Monday, June 30, 2014

grammatical number - "40-50 years old" vs. "40-50 year olds" when referring to a group



In formal research, which is more correct, and why:





  • the group of 40-50 years old
    OR

  • the group of 40-50 year olds



In any case the phrase in bold is to be treated as a noun only, as in:





The middle group of executives, ie. 40-50 years old is well
balanced....




Without a range, the hyphenation rules I am used to would suggest "15-year olds" for instance. However "the 15-25-year olds ..." doesn't present well, does it?



There are related questions here, but none that seem to exactly address this topic. Eg.



Pluralization rule for "five-year-old children", "20 pound note", "10 mile run"




The main difference perhaps is that I need to use ranges, which already use a hyphen.


Answer



If you are using it as a compound adjective or noun, as in your example sentence, it should be "40-50-year-olds".



If you are using it as a separate qualifier, as in BillFranke's suggested alternate wording, than it would be "those 40-50 years old".

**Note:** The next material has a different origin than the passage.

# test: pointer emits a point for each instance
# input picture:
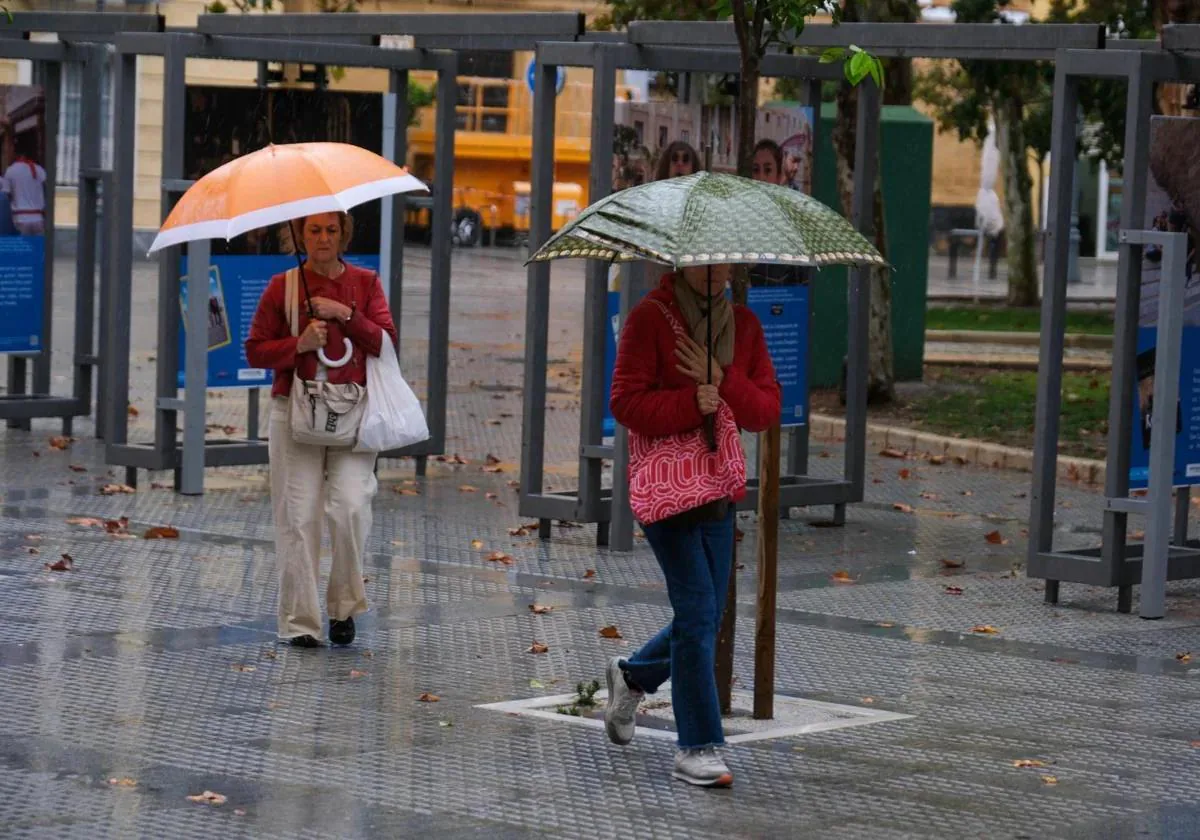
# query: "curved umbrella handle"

Confusing, perhaps, but the general rule is that when any sort of counted "thing" is used as an adjective, the object of the count is singular. "40-year-old man", "3-mile run", etc. Making it a range instead of a single number doesn't change that.



But when a number and an object of that number are used "on their own", i.e. not as a compound word, the normal rules of pluralization apply: "those 1 year old", "those 2 years old", etc.